Sandakan returned career-best figures of 4 for 52, while Wanidu Hasaranga took a hat-trick on debut to dismiss Zimbabwe for 155. Sri Lanka lost the first match of the series in a shock six-wicket defeat at the Galle International Stadium, where the second match was also played. 

“I played an ODI game after two-three months.  When you’re playing an ODI game after a long time you need confidence. (The) coaches, supporting staff and captain and senior players, all the players, gave me a lot of confidence to play. So we had a small plan with the batsman because they played really well in the first ODI against us. I think we executed our plan in the middle and I think I bowled much better,” 

Sandakan said. 
The plan was to change the pace at which the spinners bowled and where they pitched the ball. 

“We changed the fields a bit and we changed the pace and where we pitched the ball. We didn’t need to change too much, just the pace and the pitch of the ball,” Sandakan said. 

“I don’t think it was the perfect conditions for any of the bowlers. There wasn’t much happening with the ball. What we did was bowling wicket to wicket. We just changed the way we bowled so that they could not score the way they did in the first match. Wanidu did that too and I think he has everything in terms of variety to be a good spin bowler.”

Sandakan last played an ODI in March this year against Bangladesh, and despite being included in the team for the Champions Trophy in England last month did not get to play a game.  

“I don’t think the reason I was not picked to play in the Champions Trophy was because there was a problem with my bowling. I think it was largely because of the nature of the wickets (in England), that didn’t support spin. Everyone saw that. I didn’t have to change anything about my game today, and bowled the way that I needed to,” Sandakan said, adding, “They couldn’t really see my hand, and I think that way every ball I bowl is difficult for them, since they can’t pick it from the hand.” 

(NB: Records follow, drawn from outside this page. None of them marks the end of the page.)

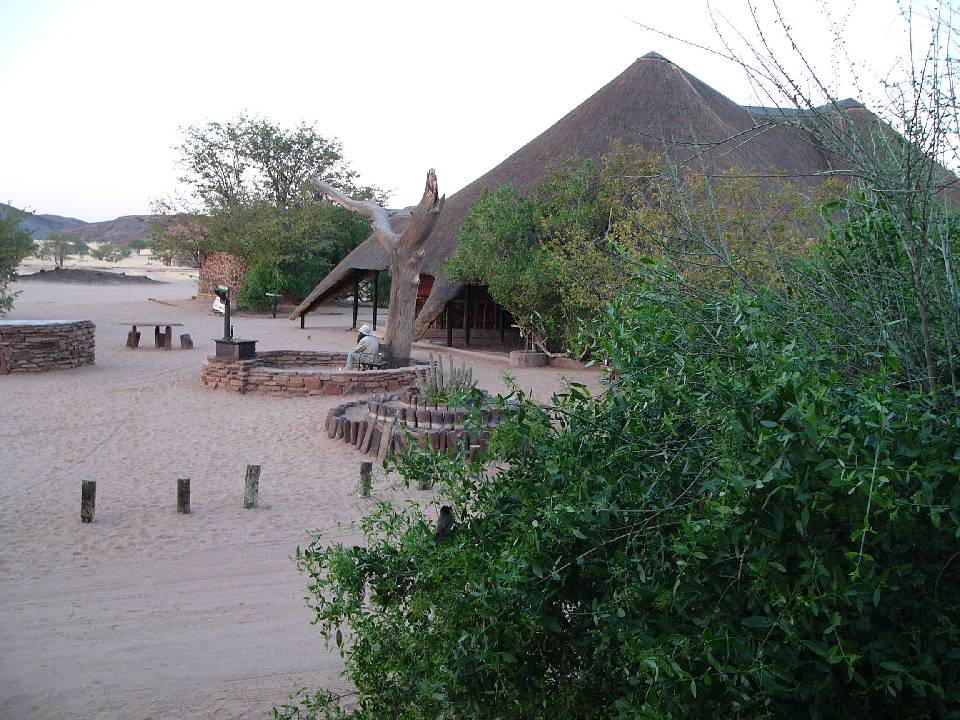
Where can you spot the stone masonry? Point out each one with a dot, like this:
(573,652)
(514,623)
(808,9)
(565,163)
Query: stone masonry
(42,345)
(221,269)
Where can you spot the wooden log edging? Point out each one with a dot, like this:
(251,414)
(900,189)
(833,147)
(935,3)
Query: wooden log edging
(300,373)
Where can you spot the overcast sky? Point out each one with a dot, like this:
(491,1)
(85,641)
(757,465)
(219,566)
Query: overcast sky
(95,91)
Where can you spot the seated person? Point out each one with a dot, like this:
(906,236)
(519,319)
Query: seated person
(368,345)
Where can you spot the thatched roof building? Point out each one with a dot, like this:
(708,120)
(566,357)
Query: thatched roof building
(653,103)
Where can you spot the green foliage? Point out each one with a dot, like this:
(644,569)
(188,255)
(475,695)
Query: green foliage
(56,247)
(548,259)
(742,525)
(15,245)
(865,275)
(79,248)
(445,387)
(289,249)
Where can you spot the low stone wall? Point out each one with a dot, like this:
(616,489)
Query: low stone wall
(42,345)
(389,423)
(299,373)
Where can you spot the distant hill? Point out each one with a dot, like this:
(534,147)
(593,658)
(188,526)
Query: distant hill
(120,231)
(43,225)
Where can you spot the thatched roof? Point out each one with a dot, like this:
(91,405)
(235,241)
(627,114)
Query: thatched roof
(652,103)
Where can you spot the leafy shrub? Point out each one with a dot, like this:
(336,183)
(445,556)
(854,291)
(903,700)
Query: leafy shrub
(15,245)
(740,526)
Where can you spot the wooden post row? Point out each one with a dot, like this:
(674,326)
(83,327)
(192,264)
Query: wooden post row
(88,500)
(183,496)
(251,486)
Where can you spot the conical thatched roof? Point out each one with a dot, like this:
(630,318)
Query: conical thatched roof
(653,103)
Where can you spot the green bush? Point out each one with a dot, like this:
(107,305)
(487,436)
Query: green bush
(740,526)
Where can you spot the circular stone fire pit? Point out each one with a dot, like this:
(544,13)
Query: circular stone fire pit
(300,373)
(388,422)
(42,345)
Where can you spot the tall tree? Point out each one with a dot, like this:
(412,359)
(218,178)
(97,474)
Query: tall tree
(406,256)
(250,160)
(15,245)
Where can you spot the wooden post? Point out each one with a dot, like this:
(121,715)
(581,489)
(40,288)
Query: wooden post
(251,486)
(376,296)
(366,479)
(183,496)
(450,324)
(356,298)
(467,315)
(88,500)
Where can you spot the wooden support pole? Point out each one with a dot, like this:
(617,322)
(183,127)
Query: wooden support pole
(356,298)
(88,500)
(467,315)
(133,338)
(450,324)
(376,296)
(366,479)
(251,486)
(183,496)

Meanwhile, Zimbabwe skipper Graham Cremer said that losing wickets in the middle overs stifled his team’s chances of posting a competitive score, adding that the wicket had played a little differently to the first game.

“(I) Thought the wicket was a little bit different and we didn’t adjust early enough. At one stage we could have batted out the overs and got 230 which could have been a decent score on that. We just lost too many wickets in the middle,” Cremer said. 

“We should have adjusted, maybe hit the ball down the ground a bit more. So maybe we’re still playing in the last game,” Cremer admitted.  

Cremer added that while Zimbabwe had been successful in scoring runs against Sandakan, ultimately the inability to pick his variations made it difficult to face him. 

“Guys didn’t pick him up that well. You know, he’s a lot different to what we are used to. We haven’t faced a lot of him. He was a bit of a mystery to us and guys they took enough runs off him, but he just bowled wicket taking balls, and we gave him a few soft wickets in that period. We just need to watch for that in the next game,” Cremer said.